To sum it up, the prooblem with most (micro)benchmarks is that the authors have no idea what it is they are really measuring.

To paraphrase the NRA

Benchmarks don’t fool programmers.
Programmers fool themselves by mis-using benchmarks :slight_smile:

So to answer the original question.

A microbenchmark is about 90% likely to provide meaningless results.

Whether those results are unreasonably good (such as Java optimizing out the entire benchmark, which has happened mor then once) or unreasonably bad (such as the cost-of-interfaces microbenchmark recently that ended up tripping over an optimzier bug that did not remove all redundant null checks in casting in the on-stack replacement case) is anyone’s guess.

If you want small benchmarks, then find chunks of reasonably seperable pieces of functionality of your app that you are sure will be significant and can implement and test indpendantly. Be careful of getting too small or it can again become fairly meaningless (ex: poly fill rate which at this point totally depends on the graphics card and not at all on the processor.)

Some good examples of things to benchmark might be pathfinding algorithyms, fft, etc.

FWIW, I think some good ‘macro benchmarks’ would be helpful.
I mean, one micro benchmark is posted on the internet after the other. Here everybody screams either “evil microbenchmark” or “see? java is really fast!” (depending on the result ;))

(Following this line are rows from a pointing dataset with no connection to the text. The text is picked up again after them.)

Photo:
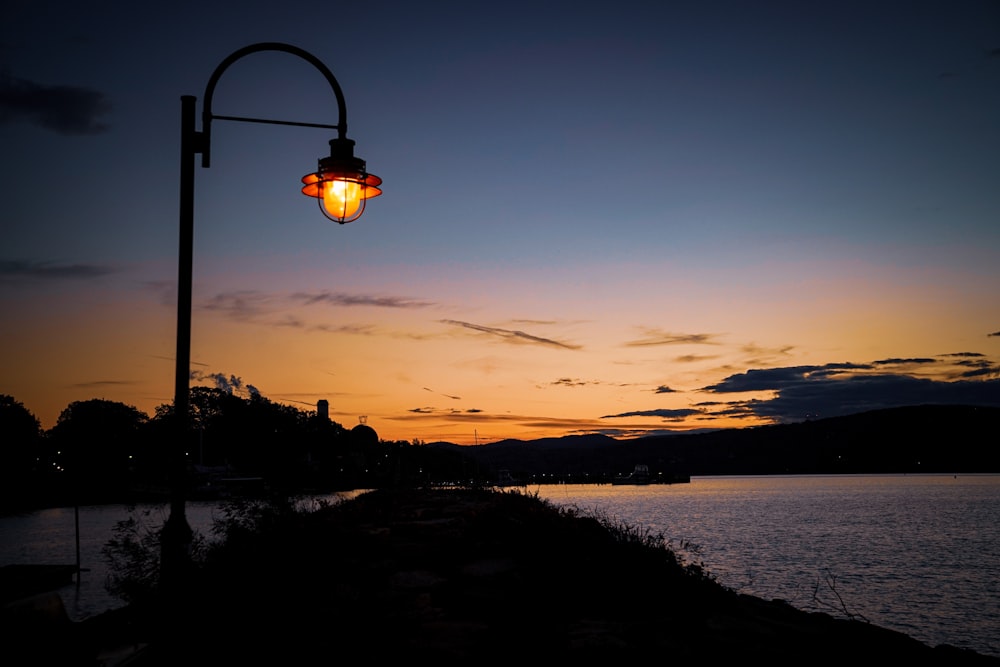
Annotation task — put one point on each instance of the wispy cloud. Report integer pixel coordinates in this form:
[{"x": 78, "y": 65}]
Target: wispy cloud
[
  {"x": 657, "y": 337},
  {"x": 454, "y": 398},
  {"x": 803, "y": 392},
  {"x": 512, "y": 336},
  {"x": 14, "y": 269},
  {"x": 69, "y": 110},
  {"x": 663, "y": 413},
  {"x": 97, "y": 384},
  {"x": 341, "y": 299}
]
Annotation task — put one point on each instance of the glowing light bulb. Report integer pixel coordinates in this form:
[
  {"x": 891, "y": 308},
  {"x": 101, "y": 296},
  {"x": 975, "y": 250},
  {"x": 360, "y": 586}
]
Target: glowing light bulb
[{"x": 341, "y": 198}]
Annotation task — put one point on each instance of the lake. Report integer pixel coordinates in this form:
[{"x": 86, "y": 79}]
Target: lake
[{"x": 915, "y": 553}]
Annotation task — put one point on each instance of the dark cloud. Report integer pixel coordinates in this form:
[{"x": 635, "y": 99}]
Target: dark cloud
[
  {"x": 899, "y": 361},
  {"x": 64, "y": 109},
  {"x": 511, "y": 335},
  {"x": 663, "y": 413},
  {"x": 340, "y": 299},
  {"x": 231, "y": 384},
  {"x": 21, "y": 269},
  {"x": 572, "y": 382},
  {"x": 804, "y": 392}
]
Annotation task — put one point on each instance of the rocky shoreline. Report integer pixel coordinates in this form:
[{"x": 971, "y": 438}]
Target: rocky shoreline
[{"x": 479, "y": 575}]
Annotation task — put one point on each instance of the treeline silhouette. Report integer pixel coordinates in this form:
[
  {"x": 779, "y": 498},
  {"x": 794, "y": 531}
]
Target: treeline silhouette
[{"x": 103, "y": 451}]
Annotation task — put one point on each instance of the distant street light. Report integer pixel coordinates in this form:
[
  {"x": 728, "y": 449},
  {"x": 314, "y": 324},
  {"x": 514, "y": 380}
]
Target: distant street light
[{"x": 341, "y": 184}]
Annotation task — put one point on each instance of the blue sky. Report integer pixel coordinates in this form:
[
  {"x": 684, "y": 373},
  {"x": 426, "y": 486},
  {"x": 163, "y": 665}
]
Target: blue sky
[{"x": 618, "y": 218}]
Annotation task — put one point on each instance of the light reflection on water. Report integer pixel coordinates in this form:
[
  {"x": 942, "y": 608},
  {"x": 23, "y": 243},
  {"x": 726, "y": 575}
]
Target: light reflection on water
[
  {"x": 918, "y": 554},
  {"x": 49, "y": 537}
]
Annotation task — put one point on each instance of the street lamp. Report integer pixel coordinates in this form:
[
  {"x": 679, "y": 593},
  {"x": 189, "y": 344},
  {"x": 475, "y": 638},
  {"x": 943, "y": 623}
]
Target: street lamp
[{"x": 341, "y": 184}]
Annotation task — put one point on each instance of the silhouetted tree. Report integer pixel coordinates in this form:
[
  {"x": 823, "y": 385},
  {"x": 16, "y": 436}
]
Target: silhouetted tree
[
  {"x": 96, "y": 445},
  {"x": 21, "y": 454}
]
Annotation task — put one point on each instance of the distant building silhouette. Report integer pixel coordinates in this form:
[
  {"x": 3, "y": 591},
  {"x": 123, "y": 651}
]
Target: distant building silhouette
[{"x": 363, "y": 434}]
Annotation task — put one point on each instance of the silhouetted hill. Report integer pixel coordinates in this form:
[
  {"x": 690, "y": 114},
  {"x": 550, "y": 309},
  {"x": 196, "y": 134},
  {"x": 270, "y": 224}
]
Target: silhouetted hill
[{"x": 917, "y": 439}]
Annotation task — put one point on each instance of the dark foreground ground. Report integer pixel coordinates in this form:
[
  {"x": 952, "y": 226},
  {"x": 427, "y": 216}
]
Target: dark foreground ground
[{"x": 461, "y": 575}]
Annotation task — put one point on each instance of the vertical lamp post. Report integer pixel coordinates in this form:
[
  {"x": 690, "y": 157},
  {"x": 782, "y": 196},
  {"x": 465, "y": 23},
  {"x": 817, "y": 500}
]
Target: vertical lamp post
[{"x": 342, "y": 186}]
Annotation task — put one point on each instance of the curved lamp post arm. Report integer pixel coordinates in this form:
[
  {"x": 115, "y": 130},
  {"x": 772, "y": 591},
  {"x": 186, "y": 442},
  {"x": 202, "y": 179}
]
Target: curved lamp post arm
[{"x": 207, "y": 116}]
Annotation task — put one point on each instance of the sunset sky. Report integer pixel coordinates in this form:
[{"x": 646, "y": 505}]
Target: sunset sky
[{"x": 625, "y": 218}]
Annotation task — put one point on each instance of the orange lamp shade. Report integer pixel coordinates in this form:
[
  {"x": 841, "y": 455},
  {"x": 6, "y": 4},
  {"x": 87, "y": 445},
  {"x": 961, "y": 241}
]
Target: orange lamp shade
[
  {"x": 342, "y": 197},
  {"x": 341, "y": 183}
]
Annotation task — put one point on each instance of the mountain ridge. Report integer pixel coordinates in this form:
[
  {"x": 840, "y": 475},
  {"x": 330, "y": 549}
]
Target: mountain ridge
[{"x": 911, "y": 439}]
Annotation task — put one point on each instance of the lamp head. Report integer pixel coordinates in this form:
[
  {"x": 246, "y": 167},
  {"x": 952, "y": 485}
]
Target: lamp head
[{"x": 341, "y": 183}]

Actually that microbenchmark is a rather good one because it rather highlights a glaring performance deficiency in one small area. Individually, little deficiencies like this don’t make a big difference to the big picture but if you just happen to write the application that strings a few of them together (like, say, you’re writing a 3D game…) it all adds up to a crappy framerate. So perhaps someone should post a “bug” on the trig score?

Cas :slight_smile:

[quote]So perhaps someone should post a “bug” on the trig score?
[/quote]
The current trig score is the result of fixing a bug (I posted the link earlier). To get faster trig you have to relax the specification or create a new FastMath class with a relaxed spec (anything goes?). I suspect that this would be resisted because many would use it even when they don’t actually have a performance problem at all. Alternatively ask Intel to improve the accuracy of their trig methods to meet the Java requirements.

That’s a head in the sand if ever I saw one. We don’t much care about VMs that don’t actually accurately reflect the common hardware out there today. If Intel is the lowest common denominator then it should be specified to match Intel’s standards. No-one cares about a standard which doesn’t work well on 95% of the world’s hardware.